The population under study can consist of a number of subpopulations, each of which has its own baseline hazard function. PROC PHREG performs a stratified analysis to adjust for such subpopulation differences. Under the stratified model, the hazard function for the jth individual in the ith stratum is expressed as

\[  \lambda _{ij}(t)=\lambda _{i0}(t) \  \mr {exp}({\bZ }’_{ij}\bbeta )  \]

where $\lambda _{i0}(t)$ is the baseline hazard function for the ith stratum and ${\bZ }_{ij}$ is the vector of explanatory variables for the individual. The regression coefficients are assumed to be the same for all individuals across all strata.

Ties in the failure times can arise when the time scale is genuinely discrete or when survival times that are generated from the continuous-time model are grouped into coarser units. The PHREG procedure includes four methods of handling ties. The discrete logistic model is available for discrete time-scale data. The other three methods apply to continuous time-scale data. The exact method computes the exact conditional probability under the model that the set of observed tied event times occurs before all the censored times with the same value or before larger values. Breslow and Efron methods provide approximations to the exact method.

Variable selection is a typical exploratory exercise in multiple regression when the investigator is interested in identifying important prognostic factors from a large number of candidate variables. The PHREG procedure provides four selection methods: forward selection, backward elimination, stepwise selection, and best subset selection. The best subset selection method is based on the likelihood score statistic. This method identifies a specified number of best models that contain one, two, or three variables and so on, up to the single model that contains all of the explanatory variables.

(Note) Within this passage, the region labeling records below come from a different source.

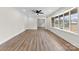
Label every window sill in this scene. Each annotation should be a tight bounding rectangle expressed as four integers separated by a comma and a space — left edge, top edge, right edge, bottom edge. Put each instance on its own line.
53, 27, 79, 36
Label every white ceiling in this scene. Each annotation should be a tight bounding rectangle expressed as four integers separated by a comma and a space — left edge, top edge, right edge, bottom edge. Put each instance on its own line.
17, 7, 60, 16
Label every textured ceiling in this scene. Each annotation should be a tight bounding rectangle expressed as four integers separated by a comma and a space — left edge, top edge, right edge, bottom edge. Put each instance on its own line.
17, 7, 60, 16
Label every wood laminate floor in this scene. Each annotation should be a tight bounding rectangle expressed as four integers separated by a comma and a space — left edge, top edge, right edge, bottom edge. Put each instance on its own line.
0, 29, 79, 51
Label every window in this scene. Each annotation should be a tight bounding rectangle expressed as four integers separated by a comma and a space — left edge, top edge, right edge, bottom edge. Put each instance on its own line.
64, 12, 69, 30
51, 17, 54, 27
70, 9, 78, 32
59, 15, 63, 29
54, 16, 59, 27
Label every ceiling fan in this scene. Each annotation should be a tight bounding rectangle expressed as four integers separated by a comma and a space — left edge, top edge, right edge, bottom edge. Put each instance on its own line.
32, 10, 44, 15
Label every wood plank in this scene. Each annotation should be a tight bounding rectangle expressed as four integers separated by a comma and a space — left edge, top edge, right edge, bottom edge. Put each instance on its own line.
0, 29, 79, 51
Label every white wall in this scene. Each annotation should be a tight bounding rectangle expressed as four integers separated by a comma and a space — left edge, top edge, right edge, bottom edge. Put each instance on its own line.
37, 19, 46, 27
26, 15, 37, 29
0, 7, 26, 44
46, 8, 79, 48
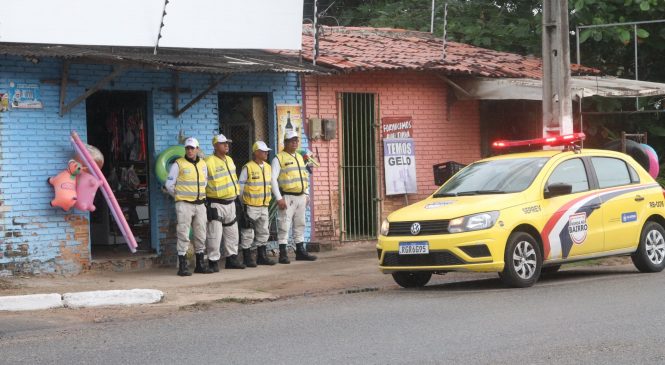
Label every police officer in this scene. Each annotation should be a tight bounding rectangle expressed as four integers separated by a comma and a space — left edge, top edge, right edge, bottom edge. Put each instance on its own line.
272, 130, 316, 264
205, 134, 246, 272
239, 141, 275, 265
165, 137, 212, 276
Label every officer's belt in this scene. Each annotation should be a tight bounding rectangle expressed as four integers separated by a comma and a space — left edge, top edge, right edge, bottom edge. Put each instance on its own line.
208, 197, 235, 205
279, 190, 305, 196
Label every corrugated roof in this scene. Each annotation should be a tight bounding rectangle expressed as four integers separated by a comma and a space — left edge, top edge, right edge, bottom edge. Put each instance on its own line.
0, 43, 328, 74
302, 25, 598, 79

The PHREG procedure also enables you to do the following: include an offset variable in the model; weight the observations in the input data; test linear hypotheses about the regression parameters; perform conditional logistic regression analysis for matched case-control studies; output survivor function estimates, residuals, and regression diagnostics; and estimate and plot the survivor function for a new set of covariates.

PROC PHREG can also be used to fit the multinomial logit choice model to discrete choice data. See http://support.sas.com/resources/papers/tnote/tnote_marketresearch.html for more information about discrete choice modeling and the multinomial logit model. Look for the Discrete Choice report.

The PHREG procedure uses ODS Graphics to create graphs as part of its output. For example, the ASSESS statement uses a graphical method that uses ODS Graphics to check the adequacy of the model. See Chapter 21: Statistical Graphics Using ODS, for general information about ODS Graphics.

For both the BASELINE and OUTPUT statements, the default method of estimating a survivor function has changed to the Breslow (1972) estimator—that is, METHOD=CH. The option NOMEAN that was available in the BASELINE statement prior to SAS/STAT 9.2 has become obsolete—that is, requested statistics at the sample average values of the covariates are no longer computed and added to the OUT= data set. However, if the COVARIATES= data set is not specified, the requested statistics are computed and output for the covariate set that consists of the reference levels for the CLASS variables and sample averages for the continuous variable. In addition to the requested statistics, the OUT= data set also contains all variables in the COVARIATES= data set.

The remaining sections of this chapter contain information about how to use PROC PHREG, information about the underlying statistical methodology, and some sample applications of the procedure. The section Getting Started: PHREG Procedure introduces PROC PHREG with two examples. The section Syntax: PHREG Procedure describes the syntax of the procedure. The section Details: PHREG Procedure summarizes the statistical techniques used in PROC PHREG. The section Examples: PHREG Procedure includes eight additional examples of useful applications. Experienced SAS/STAT software users might decide to proceed to the Syntax section, while other users might choose to read both the Getting Started and Examples sections before proceeding to Syntax and Details.